Homemade vinegar

Anyone who knows me, knows that I hate throwing things out- particularly food. We’ve put work into it, why should we throw it out without putting up a fight?

One of the products we make to sell at Market and at the farm is apple cider- straight up apples, no additives and it’s made fresh every week. It takes quite a bit of work- you need to grade apples, wash them, grind them, press them, bottle the juice and then, with a bit of luck, sell it. The list does not include the growing of the apples, which we also take care of- but is a completely different post. It is kind of a crap shoot to figure out how much to make: we are usually pretty good at guesstimating, but we can be totally off base and come home with cases of it, or be sold out by 10AM.

After all of that work, why would you want to let the pigs guzzle it? We can use some of it for apple cider slushies (delish!) or in the kitchen cooking, but “cases” mean alot of cider. At the place I used to work at we made vinegar with leftover wine (it was a winery)- why not with apple cider. It’s supposed to be great for you anyway, right? As it turns out, it was a good idea- it tastes great, and people are happy to get a local vinegar, which is not that common around here.

The only downside is that you need to have a fair bit of patience- ours seem to reach its proper maturity after about a year. The only way we found to know that it was ready was to taste it, and just a heads up- it’s a bit of a mind benderto will yourself to taste it for the first time. You open it up and it smells like vinegar, but it’s got a giant blob floating on top that looks like a snot pancake and little bits of web- aka the mother- swimming around like a jellyfish in the ocean and, more then likely, a fruitfly or two (or fifteen).

Apple cider and wine seem to be the easiest that I’ve tried so far, blueberry juice was kind of a flop- but I lost patience with it….  Aside from that, a little mother is helpful to move your vinegar along. You don’t need to have it, but there is a better chance of your vinegar just rotting if you don’t have it, instead of rotting in a controlled way if you do.
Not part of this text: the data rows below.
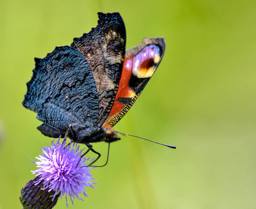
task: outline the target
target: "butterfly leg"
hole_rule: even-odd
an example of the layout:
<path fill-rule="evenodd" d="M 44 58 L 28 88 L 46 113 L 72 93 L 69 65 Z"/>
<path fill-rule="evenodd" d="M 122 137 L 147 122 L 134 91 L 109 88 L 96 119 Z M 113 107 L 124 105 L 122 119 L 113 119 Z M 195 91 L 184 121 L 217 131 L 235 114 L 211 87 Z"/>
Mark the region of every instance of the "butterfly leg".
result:
<path fill-rule="evenodd" d="M 92 144 L 88 144 L 88 143 L 85 143 L 85 144 L 87 146 L 88 149 L 82 155 L 82 157 L 83 157 L 84 155 L 85 155 L 90 150 L 91 150 L 92 153 L 94 153 L 95 154 L 97 154 L 98 155 L 98 157 L 89 164 L 89 166 L 90 166 L 90 165 L 93 164 L 95 162 L 97 162 L 99 160 L 99 158 L 101 157 L 101 153 L 98 153 L 97 151 L 94 150 L 92 148 Z"/>

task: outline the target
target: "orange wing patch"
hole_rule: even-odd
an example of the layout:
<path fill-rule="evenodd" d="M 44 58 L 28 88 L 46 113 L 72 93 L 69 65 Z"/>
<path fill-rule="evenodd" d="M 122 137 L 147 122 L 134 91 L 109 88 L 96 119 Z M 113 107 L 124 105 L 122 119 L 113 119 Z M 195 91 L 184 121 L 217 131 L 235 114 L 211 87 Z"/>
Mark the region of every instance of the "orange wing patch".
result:
<path fill-rule="evenodd" d="M 114 126 L 131 107 L 157 70 L 164 49 L 164 39 L 157 38 L 145 38 L 126 52 L 118 92 L 103 127 Z"/>

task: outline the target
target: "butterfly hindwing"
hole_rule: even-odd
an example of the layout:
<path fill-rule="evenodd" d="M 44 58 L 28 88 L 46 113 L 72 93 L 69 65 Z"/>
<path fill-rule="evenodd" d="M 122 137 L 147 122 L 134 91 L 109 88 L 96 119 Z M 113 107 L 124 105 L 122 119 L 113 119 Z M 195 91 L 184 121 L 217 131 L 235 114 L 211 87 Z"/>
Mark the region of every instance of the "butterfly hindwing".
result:
<path fill-rule="evenodd" d="M 71 47 L 78 49 L 91 68 L 99 94 L 97 125 L 106 121 L 118 88 L 125 53 L 126 31 L 119 13 L 98 13 L 98 25 Z"/>
<path fill-rule="evenodd" d="M 157 70 L 164 51 L 163 38 L 147 38 L 126 52 L 118 93 L 104 127 L 114 126 L 129 111 Z"/>
<path fill-rule="evenodd" d="M 69 124 L 97 121 L 98 93 L 90 66 L 79 52 L 69 46 L 56 47 L 35 61 L 23 105 L 44 123 L 38 128 L 43 134 L 63 137 Z"/>

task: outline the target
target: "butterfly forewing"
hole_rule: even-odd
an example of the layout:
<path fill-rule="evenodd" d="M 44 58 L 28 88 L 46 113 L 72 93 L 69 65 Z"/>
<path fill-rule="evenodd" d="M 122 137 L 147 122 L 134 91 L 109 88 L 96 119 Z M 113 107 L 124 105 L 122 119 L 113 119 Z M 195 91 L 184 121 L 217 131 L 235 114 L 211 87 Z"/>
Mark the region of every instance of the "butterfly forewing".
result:
<path fill-rule="evenodd" d="M 125 53 L 126 32 L 119 13 L 99 13 L 98 25 L 80 38 L 75 38 L 71 47 L 85 57 L 99 94 L 101 126 L 108 116 L 118 88 Z"/>
<path fill-rule="evenodd" d="M 164 50 L 163 38 L 147 38 L 126 52 L 118 93 L 104 127 L 114 126 L 126 114 L 157 70 Z"/>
The mother is a culture that will influence the rest of your liquid to turn into vinegar. There are vinegars on the market today are sold with mother in the vinegar, it’ll say it on the label.

So. You have the liquid of choice and the mother. These should be poured into a clean and, preferably, sanitized container. You will need enough cheesecloth to cover your container and butcher’s twine to tie it tight. The most important thing to remember when making vinegar is that it needs oxygen for the first few months. It should be stirred every few days to have more contact with oxygen, after about 2 months you can take off the cheesecloth and replace it with a loose fitting lid- not completely air tight… Forget about it for a while, check and stir it, then forget…. do this for about a year. There will be the floaty goop pancake on top, remove that- and then taste it. If it tastes really really really harsh, it’s not ready. Lid it (without the goop) and leave it for another month or two. Repeat until you are down to smooth and acidic- it is vinegar after all. Strain through cheesecloth and bottle into clean airtight bottles.

You can save some of the mother for another batch- store it in the vinegar, and remember that a little will go a long way- we started with a 250ml mother and vinegar combo and it’s vinegaring 200L.